East Kentucky Miners
- Founded: 2007
- League: CBA 2007-2009 ABA 2009
- Team history: East Kentucky Miners 2007-2009
- Based in: Pikeville, Kentucky
- Arena: Eastern Kentucky Expo Center 2007-2009 various 2009
- Colors: Black, Silver, & White
- Owner: PSE Group (headed by Kevin Keathley)
- Head coach: Kevin Keathley
- Championships: 0
- Dancers: Diamond Girls
- Mascot: Hard Hat Harry

= East Kentucky Miners =

Professional American basketball team

The East Kentucky Miners were a professional basketball team in the American Basketball Association that began play as a member of the Continental Basketball Association (CBA) in the 2007–2008 season. The Miners, announced in the local paper, and on the Trinity Sports & Entertainment Group (headed by Jay Fiedler)'s website, were formally announced by the league on July 6, 2007

The Miners were coached by Kevin Keathley for the 2007–2008 season. Keathley is the former coach of the Kentucky Colonels

Though the team may be considered to be a continuation of the Florida Pit Bulls/Miami Majesty, ownership considers the team to be an expansion franchise.

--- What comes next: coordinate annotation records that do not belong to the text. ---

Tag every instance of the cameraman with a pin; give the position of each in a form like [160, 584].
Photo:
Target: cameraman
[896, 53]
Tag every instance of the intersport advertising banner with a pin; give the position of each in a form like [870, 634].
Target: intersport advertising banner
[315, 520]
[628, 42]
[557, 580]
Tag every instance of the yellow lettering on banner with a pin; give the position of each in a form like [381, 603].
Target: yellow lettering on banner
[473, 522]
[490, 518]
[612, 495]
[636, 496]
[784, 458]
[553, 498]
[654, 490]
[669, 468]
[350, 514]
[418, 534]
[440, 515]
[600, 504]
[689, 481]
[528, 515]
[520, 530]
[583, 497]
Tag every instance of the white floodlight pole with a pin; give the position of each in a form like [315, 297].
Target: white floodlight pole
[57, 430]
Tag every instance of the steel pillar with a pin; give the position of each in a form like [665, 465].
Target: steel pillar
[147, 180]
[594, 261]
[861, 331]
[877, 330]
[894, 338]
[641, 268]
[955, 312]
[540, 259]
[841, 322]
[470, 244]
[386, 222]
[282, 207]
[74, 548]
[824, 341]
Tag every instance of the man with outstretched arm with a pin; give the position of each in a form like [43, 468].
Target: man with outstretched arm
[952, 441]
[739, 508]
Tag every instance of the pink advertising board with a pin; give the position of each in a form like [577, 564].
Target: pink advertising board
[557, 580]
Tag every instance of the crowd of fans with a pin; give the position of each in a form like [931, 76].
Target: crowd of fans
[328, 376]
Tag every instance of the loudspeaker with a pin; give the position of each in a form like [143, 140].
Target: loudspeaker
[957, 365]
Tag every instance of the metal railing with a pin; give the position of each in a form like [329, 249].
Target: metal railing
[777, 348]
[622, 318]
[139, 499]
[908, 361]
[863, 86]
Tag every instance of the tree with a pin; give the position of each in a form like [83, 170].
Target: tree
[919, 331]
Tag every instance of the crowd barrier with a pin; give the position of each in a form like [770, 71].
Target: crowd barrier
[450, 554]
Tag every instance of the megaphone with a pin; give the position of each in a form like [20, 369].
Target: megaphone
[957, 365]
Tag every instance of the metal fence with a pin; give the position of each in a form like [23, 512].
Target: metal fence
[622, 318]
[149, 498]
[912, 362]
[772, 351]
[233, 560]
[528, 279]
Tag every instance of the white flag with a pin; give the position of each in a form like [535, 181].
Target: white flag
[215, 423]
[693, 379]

During the 2007–2008 season the Miners scored 194 points in a game, a CBA record. They finished the season with a 26–22 record.

The Miners' finished an abbreviated 2008–2009 season with a 7–7 record, with 13 remaining games canceled after the CBA halted operations midseason.

The Miners then joined the American Basketball Association the following July. Despite expectations of fielding a team into November and potential sponsors lined up, the team never appears to have ever played a game in the ABA.